2015-04-22 22:46:45 UTC

Permalink

Post by jeff
I've got a large C codebase that frequently triggers bugs where pointers
that shouldn't be null, somehow end up getting nulled.
It's easy enough to fix up each individual bug when it gets reported,
if
((void*) ptr != (void*)NULL)

if (ptr != NULL) is enough. You don't need the casts. In fact,
if (ptr) is enough, though some consider that too terse.

Post by jeff
{
// existing code that triggered a crash
}
However, as these null conditions only show up occasionally, there always
seem to be more bugs left to find.

This sounds very odd. You aren't fixing bugs, you are patching up the
effect of bugs. Putting sticking plasters on a gaping wound comes to
mind.

Post by jeff
My question is: is there a way to deal with all of these problems in one
swoop, by ignoring all code that dereferences a null pointer, i.e. null
dereference becomes a NO-OP instead of triggering an exception. ?

I don't think should not be considering that sort of thing at all.
There is almost certainly some other underlying problem that needs to be
fixed. The pointers should not be null, you say, and you don't know why
they become null, so that's where the effort needs to go -- finding out
why, and stopping it.

--
Ben.

Stefan Ram

2015-04-23 00:22:31 UTC

Permalink

Post by jeff
My question is: is there a way to deal with all of these problems in one
swoop, by ignoring all code that dereferences a null pointer, i.e. null
dereference becomes a NO-OP instead of triggering an exception. ?

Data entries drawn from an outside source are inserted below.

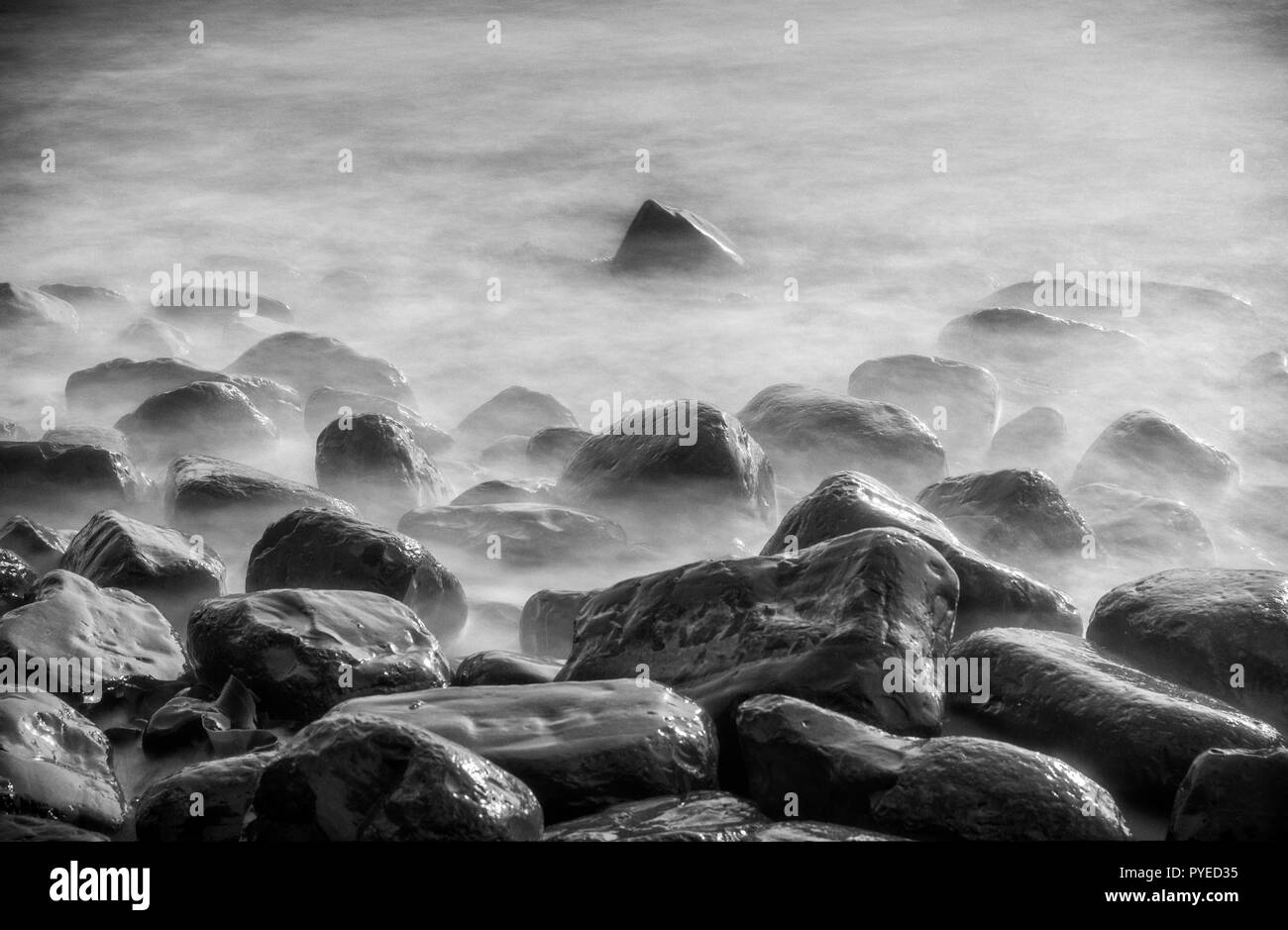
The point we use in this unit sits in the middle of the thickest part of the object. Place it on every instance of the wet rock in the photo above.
(515, 411)
(308, 361)
(1017, 515)
(63, 484)
(1128, 731)
(1149, 532)
(304, 651)
(548, 621)
(500, 668)
(1233, 795)
(72, 625)
(25, 308)
(1147, 453)
(992, 594)
(944, 788)
(552, 449)
(226, 787)
(960, 402)
(34, 543)
(1223, 631)
(205, 418)
(327, 405)
(807, 434)
(326, 550)
(362, 776)
(579, 746)
(698, 471)
(232, 502)
(668, 239)
(516, 534)
(162, 566)
(375, 462)
(55, 763)
(818, 626)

Maybe, dereferencing 0 might generate a SIGSEGV signal that
can be intercepted using means of <signal.h>?

Or, you can modify the compiler to generate code for the
unary * operator that will have the intended effect.

There might be old operating systems, like old SunOS' or
possibly BrandZ systems, that might possibly allow
dereferencing a null pointer (not generating a run-time
error). Maybe you can run your code under such an OS?

Nobody

2015-04-23 02:14:13 UTC

Permalink

Post by jeff
My question is: is there a way to deal with all of these problems in one
swoop, by ignoring all code that dereferences a null pointer, i.e. null
dereference becomes a NO-OP instead of triggering an exception. ?

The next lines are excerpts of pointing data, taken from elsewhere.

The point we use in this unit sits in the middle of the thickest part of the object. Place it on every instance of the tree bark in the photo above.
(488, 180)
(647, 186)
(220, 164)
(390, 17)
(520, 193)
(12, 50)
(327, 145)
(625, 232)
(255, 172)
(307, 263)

In a sense, existing mechanisms already ignore "all code that dereferences
a null pointer", i.e. they terminate the process, resulting in the code
(i.e. the remainder of the program) being ignored. Maybe you meant to
suggest that it should ignore some smaller portion of the code? In which
case: which portion? How should the implementation determine that?

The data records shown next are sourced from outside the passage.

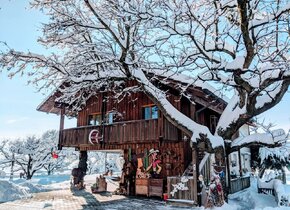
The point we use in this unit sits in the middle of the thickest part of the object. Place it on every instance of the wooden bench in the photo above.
(149, 187)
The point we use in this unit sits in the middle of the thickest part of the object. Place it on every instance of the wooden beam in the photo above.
(61, 126)
(240, 162)
(195, 171)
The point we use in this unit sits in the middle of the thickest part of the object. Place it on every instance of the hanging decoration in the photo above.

As for treating null dereference as a no-op: how can it? Pointer
dereference yields a value; what value should dereferencing a null pointer
yield? Just use whatever value happened to already be in the memory (or
register)? That's likely to just result in cascading failures; if the
value is itself a pointer, offset or index (or is used in the calculation
of such), you're going to end up accessing random memory locations.

And simply testing for a null pointer and conditionalising code which
depends upon the value obtained by dereferencing is often a workaround
rather than a fix. If null isn't a legitimate value, any fix would deal
with the reasons why the pointer was null, not the consequences.

James Kuyper

2015-04-23 16:32:04 UTC

Permalink

Post by Nobody

Post by jeff
My question is: is there a way to deal with all of these problems in one
swoop, by ignoring all code that dereferences a null pointer, i.e. null
dereference becomes a NO-OP instead of triggering an exception. ?

He seemed quite specific to me: "null dereference becomes a NO-OP".
That's a very small portion of the code, often just a single instruction.

...

Post by Nobody
As for treating null dereference as a no-op: how can it? ...
... Just use whatever value happened to already be in the memory (or
register)? That's likely to just result in cascading failures; if the
value is itself a pointer, offset or index (or is used in the calculation
of such), you're going to end up accessing random memory locations.

If that bothered him (as it should) he wouldn't be asking this question.